今回開発した「泡辣時鮮魚~旬の鮮魚で作る発酵唐辛子煮込み~」は、減塩醤油の特徴を活かしたオリジナルメニューです。メニュー自体は、唐辛子を乳酸発酵させた調味料である泡辣椒(パオラージャオ)をはじめ、紹興酒や八角、桂皮などの調味料が複雑な味わいを織り成す四川料理らしい一品。そのさまざまな調味料や食材同士を結び付けるのが、ほど良い塩味と芳醇な香りを持つ減塩醤油。

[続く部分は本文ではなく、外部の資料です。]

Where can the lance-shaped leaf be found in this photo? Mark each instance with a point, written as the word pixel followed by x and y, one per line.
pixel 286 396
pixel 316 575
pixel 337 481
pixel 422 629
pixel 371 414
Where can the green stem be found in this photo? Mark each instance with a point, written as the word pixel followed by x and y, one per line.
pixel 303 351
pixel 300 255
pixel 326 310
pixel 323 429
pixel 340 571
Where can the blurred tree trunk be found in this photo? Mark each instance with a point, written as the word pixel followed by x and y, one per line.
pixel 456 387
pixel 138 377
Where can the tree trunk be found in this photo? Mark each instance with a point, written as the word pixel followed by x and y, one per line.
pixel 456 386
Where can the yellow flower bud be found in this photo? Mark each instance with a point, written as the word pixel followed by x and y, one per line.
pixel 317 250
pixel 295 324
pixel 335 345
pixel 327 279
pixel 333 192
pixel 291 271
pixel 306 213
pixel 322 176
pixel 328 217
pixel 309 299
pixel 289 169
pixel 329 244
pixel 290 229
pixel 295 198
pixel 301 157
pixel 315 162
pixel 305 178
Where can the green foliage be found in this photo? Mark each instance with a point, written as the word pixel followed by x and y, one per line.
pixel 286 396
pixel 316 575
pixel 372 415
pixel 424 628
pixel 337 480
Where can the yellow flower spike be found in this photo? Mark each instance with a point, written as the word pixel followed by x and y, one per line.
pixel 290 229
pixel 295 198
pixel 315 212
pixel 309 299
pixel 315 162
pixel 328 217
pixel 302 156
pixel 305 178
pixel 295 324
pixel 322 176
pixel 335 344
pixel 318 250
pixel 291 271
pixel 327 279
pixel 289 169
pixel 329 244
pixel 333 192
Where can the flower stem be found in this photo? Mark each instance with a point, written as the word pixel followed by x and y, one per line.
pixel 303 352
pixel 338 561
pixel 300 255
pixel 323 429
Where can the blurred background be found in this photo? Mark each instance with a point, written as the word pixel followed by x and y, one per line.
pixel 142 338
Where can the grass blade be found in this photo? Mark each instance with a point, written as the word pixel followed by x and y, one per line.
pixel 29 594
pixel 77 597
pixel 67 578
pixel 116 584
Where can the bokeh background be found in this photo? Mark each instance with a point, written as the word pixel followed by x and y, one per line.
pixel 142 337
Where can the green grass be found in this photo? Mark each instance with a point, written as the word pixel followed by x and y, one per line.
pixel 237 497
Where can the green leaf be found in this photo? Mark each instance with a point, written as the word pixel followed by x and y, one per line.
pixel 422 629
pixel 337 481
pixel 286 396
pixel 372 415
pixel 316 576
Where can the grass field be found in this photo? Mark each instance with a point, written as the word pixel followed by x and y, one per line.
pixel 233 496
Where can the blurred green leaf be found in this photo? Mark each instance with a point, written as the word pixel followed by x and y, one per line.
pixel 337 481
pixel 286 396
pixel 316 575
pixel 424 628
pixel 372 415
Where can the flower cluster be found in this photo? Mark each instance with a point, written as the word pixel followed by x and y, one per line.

泡辣椒はしっかりとした塩味のある調味料である分、減塩醤油を使うことで塩味が立ち過ぎないバランスの良い味わいに仕上がります。
 


 
メイン食材となる魚として、今回はイサキをセレクトしていますが、白身魚であれば代用可能です。夏から秋にかけては、金目鯛やハタがおすすめ。材料となる多様な四川料理の調味料・食材は食料品の専門店で購入できます。なかでも、酒醸(チューニャン)は欠かせない調味料のひとつ。もち米を発酵させた調味料で、ほのかな甘味には料理の塩角をとる働きがあります。
 

 

 
この料理の出来を大きく左右するのは「魚の揚げ具合」です。190度まで熱した高温のサラダ油で、2分を目安に揚げてください。魚は減塩醤油をベースに下味を付けているので、火を通していくうちに色味が茶色く変化してきます。フィッシュフライのようなきつね色になった頃合いがベストな揚げ具合。外側がパリパリになるまで揚げることで魚の身から水分が抜け、その身はタレで煮込むと旨味や香りをたっぷりと吸い込み、ふっくらとした食感に仕上がります。
 

 
四川料理と醤油は馴染みが深い関係で、店舗では2種類の醤油を併用しています。ただ、減塩醤油を使ったのは今回が初めて。味見の段階では、減塩醤油は少々物足りない印象でしたが、試作を重ねるうちに醤油としてとても使いやすいことに気付きました。減塩醤油ならではの魅力も発見でき、塩分が控えめなことにより引き立つ「醤油本来の香り」には特に心惹かれました。今回のメニューのほかにも、熱々の油をかけた刻みねぎに醤油をさっと加えて作るねぎソースや、杏仁豆腐をはじめとしたデザートの甘味を引き立たせる隠し味など、あらゆる場面で減塩醤油を試してみたいです。
 

 
ご家庭で減塩醤油を使う際には、麻婆豆腐や青椒肉絲、あんかけ焼きそばなど、ポピュラーな中国料理が良いのではないでしょうか。塩分が少ない分、普通の醤油よりも多めに加えることができるので、より一層醤油の香りが広がる味わいに仕上がります。ぜひ減塩醤油を通じて、おなじみの中国料理の「新たな一面」を楽しみましょう。